Tracing positive COVID-19 cases and their contacts is less successful in more deprived local authority areas when compared to the least deprived areas, according to a new analysis.
Research by the Health Foundation has revealed that a smaller proportion of positive COVID-19 cases and their contacts are reached by NHS Test and Trace in more deprived areas than in less deprived areas.
Published in The Lancet, the analysis found that among the most deprived group of local authorities in England, 83% of positive cases were reached as compared to 86% in the least deprived.
There was also a marked difference when it came to reaching the contacts of those who had tested positive.
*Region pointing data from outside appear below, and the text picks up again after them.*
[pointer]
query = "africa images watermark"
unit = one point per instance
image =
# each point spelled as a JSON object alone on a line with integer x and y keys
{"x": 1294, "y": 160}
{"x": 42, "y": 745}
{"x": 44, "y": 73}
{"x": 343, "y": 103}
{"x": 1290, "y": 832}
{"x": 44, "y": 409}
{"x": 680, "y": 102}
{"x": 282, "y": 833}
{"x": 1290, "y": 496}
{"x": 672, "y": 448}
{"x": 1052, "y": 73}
Over half (56%) were reached in the most deprived areas as compared to 62% in the least deprived.
The Health Foundation estimates that between 28 May and 18 November, an additional 9,000 positive COVID-19 cases and 42,500 contacts in the most deprived areas could have been reached if they had had the same success rates as the least deprived.
‘There may be many possible reasons why a lower percentage of people are reached by NHS Test & Trace in more deprived areas, but the information available doesn’t enable us to understand this in more detail,’ said senior policy fellow at the Health Foundation, Adam Briggs.
‘Knowing why people in more deprived areas seem to have less contact with NHS Test and Trace is crucial to ensuring the system isn’t inadvertently widening inequalities, particularly as COVID-19 already hits vulnerable communities hardest.
‘Policies need to be developed to improve engagement with contact tracing, and to help people to isolate when necessary. This may include better use of local expertise and knowledge, and addressing any gaps in available social, practical, and financial support for people isolating.’